Os conflitos são classificados em quatro categorias, de acordo com as forças


em luta. A primeira envolve dois ou mais Estados. As demais são disputas internas:
guerra civil ou guerrilha para mudança de regime; separatista resultante de ocupação
estrangeira; e separatista no interior de um Estado. Os conflitos podem também ter forte
conotação étnica ou religiosa. A guerra civil no Afeganistão, por exemplo, opõe
fundamentalistas muçulmanos da milícia Taliban (patane) a grupos islâmicos de outras
etnias (tadjique, uzbeque e hazará). A origem religiosa distinta é fonte de tensão no Sri
Lanka, onde tâmeis (hinduístas) e cingaleses (budistas) estão em luta desde os anos 80.

Estes acontecimentos ressuscitaram a inquietante pergunta acerca da relação


entre violência, guerras e religiões. Seriam elas fator de paz ou contribuiriam para
agravar tensões e conflitos, com um componente explosivo, pois falam em nome de
Deus e trabalham com a noção de absoluto inclusive ético?

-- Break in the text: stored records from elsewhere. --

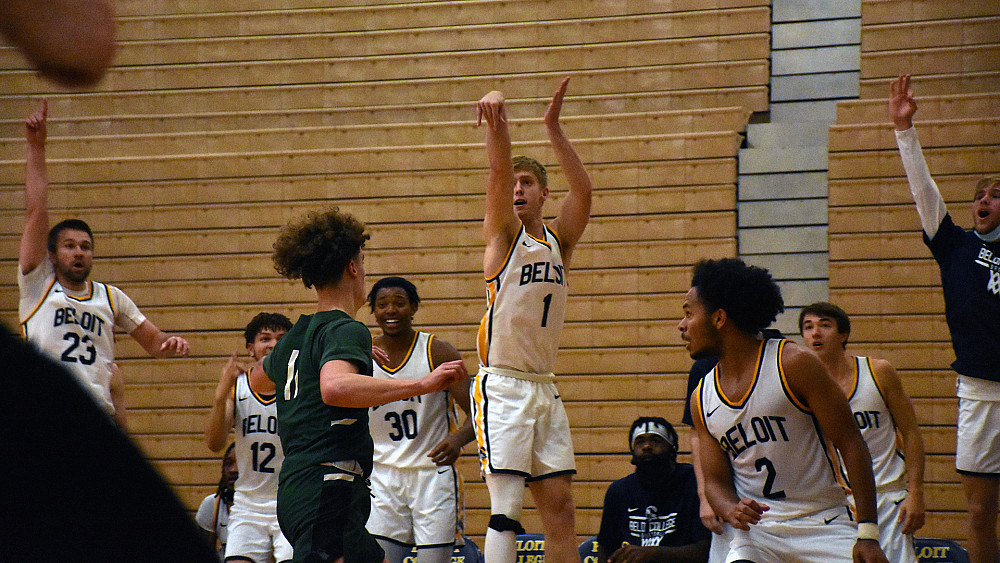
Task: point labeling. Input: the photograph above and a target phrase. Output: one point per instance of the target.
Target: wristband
(868, 531)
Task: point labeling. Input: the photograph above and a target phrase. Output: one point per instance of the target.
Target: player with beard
(766, 416)
(67, 316)
(652, 514)
(970, 279)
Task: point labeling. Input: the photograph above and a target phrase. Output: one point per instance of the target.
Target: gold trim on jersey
(784, 382)
(406, 358)
(857, 378)
(89, 295)
(45, 295)
(263, 400)
(756, 376)
(871, 370)
(430, 356)
(697, 407)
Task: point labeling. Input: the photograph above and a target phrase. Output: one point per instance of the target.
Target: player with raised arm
(521, 425)
(249, 406)
(765, 416)
(322, 370)
(416, 489)
(970, 278)
(68, 316)
(885, 416)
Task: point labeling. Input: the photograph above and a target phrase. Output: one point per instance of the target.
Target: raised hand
(176, 346)
(492, 107)
(902, 106)
(35, 128)
(745, 513)
(555, 106)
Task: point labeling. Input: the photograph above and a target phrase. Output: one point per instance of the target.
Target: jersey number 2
(405, 425)
(764, 463)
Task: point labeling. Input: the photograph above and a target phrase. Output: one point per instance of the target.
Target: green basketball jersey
(313, 432)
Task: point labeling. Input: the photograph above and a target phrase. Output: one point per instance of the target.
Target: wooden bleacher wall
(220, 123)
(880, 270)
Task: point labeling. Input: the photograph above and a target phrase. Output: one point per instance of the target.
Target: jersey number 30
(403, 424)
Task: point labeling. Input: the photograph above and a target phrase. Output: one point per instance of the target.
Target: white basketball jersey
(877, 427)
(405, 431)
(773, 441)
(77, 330)
(258, 448)
(526, 305)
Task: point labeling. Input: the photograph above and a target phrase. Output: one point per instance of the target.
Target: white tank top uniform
(405, 431)
(773, 442)
(520, 422)
(76, 329)
(526, 305)
(258, 448)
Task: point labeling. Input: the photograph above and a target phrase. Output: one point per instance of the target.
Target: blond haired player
(63, 312)
(521, 425)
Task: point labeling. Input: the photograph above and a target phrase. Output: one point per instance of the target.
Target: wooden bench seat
(384, 120)
(932, 108)
(360, 136)
(875, 12)
(675, 185)
(435, 9)
(373, 159)
(935, 133)
(214, 140)
(929, 34)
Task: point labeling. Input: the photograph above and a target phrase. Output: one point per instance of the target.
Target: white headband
(651, 427)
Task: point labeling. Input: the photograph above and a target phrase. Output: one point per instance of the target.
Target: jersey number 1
(545, 312)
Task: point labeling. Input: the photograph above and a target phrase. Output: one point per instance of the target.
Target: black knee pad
(501, 523)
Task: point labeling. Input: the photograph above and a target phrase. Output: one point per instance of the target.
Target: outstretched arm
(159, 344)
(342, 385)
(930, 204)
(220, 419)
(575, 212)
(71, 42)
(447, 450)
(499, 223)
(718, 477)
(36, 190)
(809, 380)
(117, 389)
(911, 511)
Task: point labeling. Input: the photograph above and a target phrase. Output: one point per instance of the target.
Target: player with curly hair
(764, 416)
(322, 370)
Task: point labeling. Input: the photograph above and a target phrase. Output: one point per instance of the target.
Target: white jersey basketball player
(521, 425)
(886, 418)
(248, 406)
(416, 490)
(766, 416)
(66, 315)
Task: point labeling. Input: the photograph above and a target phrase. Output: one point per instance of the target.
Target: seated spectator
(213, 514)
(652, 514)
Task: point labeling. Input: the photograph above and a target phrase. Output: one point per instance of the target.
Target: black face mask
(653, 471)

Este clichê, “guerra de religiões”, passou então a ser usado como chave de
leitura para muitos outros conflitos contemporâneos.
O da Irlanda do Norte, por exemplo, em que distritos de maioria católica desejam
separar-se dos outros de maioria protestante e juntar-se à República da Irlanda, vem
sendo descrito como uma guerra entre “protestantes e católicos”.
O choque “palestino-israelense”, por conta das terras palestinas ocupadas pelo Estado
de Israel, a partir de 1948 e, sobretudo depois da guerra dos seis dias, em junho de
1967; por conta de 4,5 milhões de refugiados palestinos, com direito a retornarem ao
território de onde foram expulsos; por conta das quase trezentas colônias judaicas
implantadas ilegalmente nas escassas terras palestinas; por conta da difícil repartição da
água, bem essencial, escasso e mais caro do que o petróleo na região; por conta do
impasse sobre Jerusalém, cidade santa para judeus, cristãos e muçulmanos; por conta
enfim da terrível violência mútua, onde o terrorismo virou uma arma contra civis
israelenses, reprimido, por sua vez, com inaudita violência, num verdadeiro terrorismo
de estado, por parte de Israel, tudo isso, é simplificada mente descrito como um embate
entre “judeus” e “muçulmanos”.
Na atual guerra de desgaste entre Índia e Paquistão, pela posse do Cashemira,
região de maioria muçulmana, mas sob administração da Índia, numa parte; do
Paquistão noutra, e da China, numa terceira, os oponentes são descritos como “hindus”
de um lado e “muçulmanos” do outro.
Nos sangrentos conflitos na ex-Iuguslávia, e na “limpeza étnica” ali praticada
uns contra os outros, com o fito de criar territórios etnicamente homogêneos, os sérvios
eram, sem mais, identificados como “ortodoxos”; os croatas, como “católicos”; os
kosovares e a maioria dos bósnios, como “muçulmanos”.
Os conflitos no Sri Lanka, onde a minoria Tamil luta por autonomia na região norte do
país, vêm sendo qualificados como choque entre “budistas” e “hindus”.
Na Indonésia, de modo particular, no Timor Leste, as lutas pela independência da ex-
colônia portuguesa apareciam como confronto entre “muçulmanos” e “católicos”.
Do mesmo modo, no Sudão, a guerra que move o governo de Khartum contra
as populações do sul do país, vem sendo caracterizada como confronto entre
“muçulmanos” e “cristãos”.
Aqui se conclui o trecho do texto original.